Who could have imagined just a few years ago how technology-driven innovations would affect the cleaning industry and the daily lives of those working in it? We now live in a world that is increasingly interconnected where the ability to create, access and share information and then take actions has never been easier.

One of the clearest examples of this is the emergence of the Internet of Things – the myriad of gadgets that communicate with each other over “the cloud”. According to leading IT research analysts Gartner around 11 billion such devices – excluding tablets and smartphones – will be in use by the end of this year and this will nearly double within two years.

Despite a slow start, the cleaning industry is beginning to embrace this significant trend which Diversey calls the Internet of Clean. This provides a framework that remotely monitors equipment, machines, and operations through sensor-generated data. Analysing this data enables insight into cleaning operations, dosing, compliance and machine performance. There are already many examples of how this is applied across the cleaning industry:

Floorcare Machine Monitoring: managers can see the location, utilisation and performance of their fleets remotely and in real time. They can identify under- and over-utilisation to ensure equipment is deployed more effectively, economically and reliably. Managers can also identify maintenance requirements before they impact on performance. The result is more machine uptime and fewer unscheduled service calls for lower overall cost of ownership.

Cleaning Audits: devices including smartphones are used by cleaning teams to follow instructions, confirm actions and provide feedback such as text, images and video. Managers can see the status of any operation, where tasks have yet to be completed, and overall performance levels. They can assess success and compliance with service level agreements, provide evidence to customers and streamline their operations to improve productivity and profitability.

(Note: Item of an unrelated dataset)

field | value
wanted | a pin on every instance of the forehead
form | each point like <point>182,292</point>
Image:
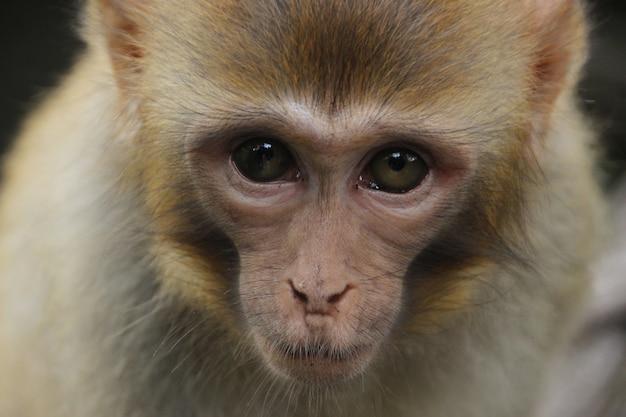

Remote Monitoring: operators can monitor laundry and dishwashing machines to see information such as number of cycles completed, volumes cleaned, product levels and the amount of water and energy used. They can respond proactively to maximise machine uptime and efficiency.

Robotics: robotic floorcare cleaning machines work autonomously to liberate cleaning staff for more productive and valuable tasks. These machines generate information that can be used to analyse performance and demonstrate compliance to customers. Machines can also be monitored and reprogrammed remotely to reduce on-site interventions.

Compliance Monitoring: hand wash dispensers in hospitals, food service kitchens and elsewhere monitor the number of uses and the amount of product consumed. This gives operators a clearer understanding of utilisation and hand hygiene compliance. They issue alerts when product or battery levels get too low so that supervisors can intervene to maintain availability.

Augmented Reality: feature-rich interactive content is delivered direct to the user to complement conventional operating, maintenance and training guides. This not only promotes greater efficiency but reduces the need for time-consuming interventions to deal with routine issues.

These and other innovations are accessed over the Internet of Clean using smartphones, tablets and desktops. Users have a digital portal and intuitive dashboards where they can review data and trends. This quantifiable information offers valuable, real-time insight into their operations, delivered in easy-to-interpret KPIs. Operators can improve their qualitative standards while lowering the cost of cleaning and hygiene programmes. In the majority of cases the services can be configured to send a text or email alert when predetermined conditions arise. This means that supervisors and managers can take action before an issue impacts on the customer or end user.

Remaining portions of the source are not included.